The question is, what connection does truth have with being? Heidegger says three things about the traditional concept of truth. First, its traditional position is in the proposition. The judgement. Sentences are where truth “happens.” What truth is, is agreement of the judgment with its object. The correspondence theory of truth. And it was Aristotle that initiated both of these ideas when he created logic.

Heidegger begins his critique of the traditional idea of truth by saying that the concept of “agreement” is entirely general and empty. What exactly this “agreement” is is obscure. It is meant to be a formal relation of the ideal content of the mind to the real thing about which one judges. What corresponds is two ontic things. The content of a statement is related to an object; these are two things that can have a formal relation to one another. What Heidegger ends up saying is that correspondence isn’t so much wrong as it is insufficient. This is the best example of the movement I mentioned at the beginning; the common sense version of truth is taken, and deepened.
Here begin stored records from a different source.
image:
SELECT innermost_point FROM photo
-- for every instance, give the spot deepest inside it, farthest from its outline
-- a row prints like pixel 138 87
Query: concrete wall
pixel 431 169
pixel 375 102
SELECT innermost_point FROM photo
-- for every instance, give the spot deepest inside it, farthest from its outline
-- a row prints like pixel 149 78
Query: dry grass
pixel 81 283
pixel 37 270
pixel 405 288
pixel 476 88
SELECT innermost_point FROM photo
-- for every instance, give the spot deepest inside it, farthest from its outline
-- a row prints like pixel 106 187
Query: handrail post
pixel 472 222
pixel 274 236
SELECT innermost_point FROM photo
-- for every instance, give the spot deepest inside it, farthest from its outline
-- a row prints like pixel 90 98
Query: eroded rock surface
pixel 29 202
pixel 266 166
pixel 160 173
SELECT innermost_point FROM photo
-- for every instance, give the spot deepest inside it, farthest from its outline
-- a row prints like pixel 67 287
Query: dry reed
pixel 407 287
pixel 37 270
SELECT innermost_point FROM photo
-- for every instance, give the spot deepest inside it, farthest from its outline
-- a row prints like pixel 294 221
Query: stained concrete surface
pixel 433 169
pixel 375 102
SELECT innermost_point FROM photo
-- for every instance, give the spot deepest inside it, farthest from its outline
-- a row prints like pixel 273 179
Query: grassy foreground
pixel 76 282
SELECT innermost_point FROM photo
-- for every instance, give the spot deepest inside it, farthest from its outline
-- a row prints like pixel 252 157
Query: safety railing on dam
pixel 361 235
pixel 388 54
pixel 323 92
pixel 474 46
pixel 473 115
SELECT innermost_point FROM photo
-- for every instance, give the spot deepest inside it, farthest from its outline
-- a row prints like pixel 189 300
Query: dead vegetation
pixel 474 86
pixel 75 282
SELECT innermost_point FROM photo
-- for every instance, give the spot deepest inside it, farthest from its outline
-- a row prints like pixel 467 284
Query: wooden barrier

Rather than correspondence, truth is aletheia. Disclosure. Truth lets being appear in themselves; a true statement discovers a showing that already existed. Truth is both opening and closure - for example, when you see an apple as an apple, you close off seeing it as a pear.

It might be useful here to recall the three aspects of disclosure - understanding, interpretation and discourse. We exist understandingly; we exist in the truth.

Now, all three of these elements are, initially and for the most part, fallen. They are fallen into publicness. This means that Da-sein is usually disclosed to itself as something that it is not - this is inauthenticity. Because disclosure is fallen, Da-sein is also in untruth. Da-sein is both in truth and untruth.

Constituted by disclosedness, Da-sein is in the truth. There is truth only insofar as Da-sein is. This applies to everything, including something like scientific truths. To say there is eternal truth is not proven until one proves Da-sein is itself eternal.

That's the end of Division I. Eventually I'll do a single post on Division II, which is where the book gets really hard. The three ecstasies of temporality! Anticipatory resoluteness! All that good stuff.